Asian solvent-grade mixed xylenes prices have tumbled 19-21% since early December, outstripping the 7% retreat seen last winter, as sliding crude and credit defaults in China add to seasonal weather-related pressure on demand.
The spread between the benchmark FOB Korea and CFR China markers also remains unusually wide at $48/mt as credit defaults by buyers in China make South Korean traders increasingly wary.
The FOB Korea marker was assessed at $564/mt last Friday, down 21.2% from December 5, 2014, after hitting a multi-year low of $515/mt on January 16.
The marker fell 6.89% over the same period a year earlier, and 4.27% the winter before that.

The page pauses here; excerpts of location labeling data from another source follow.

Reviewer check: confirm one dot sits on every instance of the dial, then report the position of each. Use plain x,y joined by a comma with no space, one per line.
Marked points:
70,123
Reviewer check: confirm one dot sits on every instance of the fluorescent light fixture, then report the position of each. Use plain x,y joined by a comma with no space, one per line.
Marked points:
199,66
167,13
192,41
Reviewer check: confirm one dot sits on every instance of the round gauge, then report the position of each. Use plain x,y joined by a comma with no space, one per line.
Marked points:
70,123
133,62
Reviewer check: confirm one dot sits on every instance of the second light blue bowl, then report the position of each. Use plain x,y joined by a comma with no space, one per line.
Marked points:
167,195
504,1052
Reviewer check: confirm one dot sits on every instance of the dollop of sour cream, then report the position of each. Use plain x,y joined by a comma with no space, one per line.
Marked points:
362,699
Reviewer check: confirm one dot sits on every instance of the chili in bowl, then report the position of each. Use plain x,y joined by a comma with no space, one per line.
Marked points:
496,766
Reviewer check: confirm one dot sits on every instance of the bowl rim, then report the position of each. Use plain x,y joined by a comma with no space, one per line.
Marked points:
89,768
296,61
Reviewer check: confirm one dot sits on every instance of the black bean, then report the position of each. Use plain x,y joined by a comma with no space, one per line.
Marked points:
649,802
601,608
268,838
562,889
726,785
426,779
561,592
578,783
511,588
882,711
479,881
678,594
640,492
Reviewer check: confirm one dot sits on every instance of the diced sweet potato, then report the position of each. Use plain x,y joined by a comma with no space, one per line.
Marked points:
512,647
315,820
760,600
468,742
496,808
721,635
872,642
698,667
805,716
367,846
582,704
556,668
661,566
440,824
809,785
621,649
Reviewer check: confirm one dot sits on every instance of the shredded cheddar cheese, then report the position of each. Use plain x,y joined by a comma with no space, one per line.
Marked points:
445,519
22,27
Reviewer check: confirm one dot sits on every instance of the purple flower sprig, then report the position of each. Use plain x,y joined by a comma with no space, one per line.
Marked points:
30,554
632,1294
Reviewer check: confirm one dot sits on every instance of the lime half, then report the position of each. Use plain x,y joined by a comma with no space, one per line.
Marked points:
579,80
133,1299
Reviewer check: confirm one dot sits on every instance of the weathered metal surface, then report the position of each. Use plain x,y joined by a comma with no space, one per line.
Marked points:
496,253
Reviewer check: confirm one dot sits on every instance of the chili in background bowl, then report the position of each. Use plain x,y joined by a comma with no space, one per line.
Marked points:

The CFR China marker with 90 days’ letter of credit was assessed at $612/mt last Friday, down 19% from December 5.
Winter is off-peak season for solvent MX in China due to weather-related slowdowns in the construction sector, with the product widely used in paint.
However this winter, credit defaults by Chinese aromatics traders have made South Korean suppliers wary, widening the spread between the two markets.
“The current spread is indicative of the wariness of most Korean traders”, a trading source said.
“The spread is usually around $35-$40/mt, which includes approximately $5/mt for the L/C 90 day terms and the current freight rates of $28-$30/mt for aromatics cargoes from South Korea to China.”
Traders who buy solvent-MX from South Korean producers to on-sell to China have become increasingly reluctant to purchase cargoes, fearing end-user purchasers in China will default, pressuring down the FOB Korea marker, while demand in China has fallen less sharply, widening the spread between the two.
The Chinese domestic market, while tracking the fall in global crude oil prices, remained reasonably firm in the range of Yuan 4,600-5,100/mt over January.
This is due in part to a rise in import duties on solvent-MX to 7% from January 1 from 3% earlier, which increased the cost of solvent-MX imports from South Korea, further dampening demand that typically falls in the leadup to the Lunar New year holiday.
“The market in China is still likely to be weak after the Spring Festival because China’s macroeconomic data is bad and demand is also weaker,” a trader said.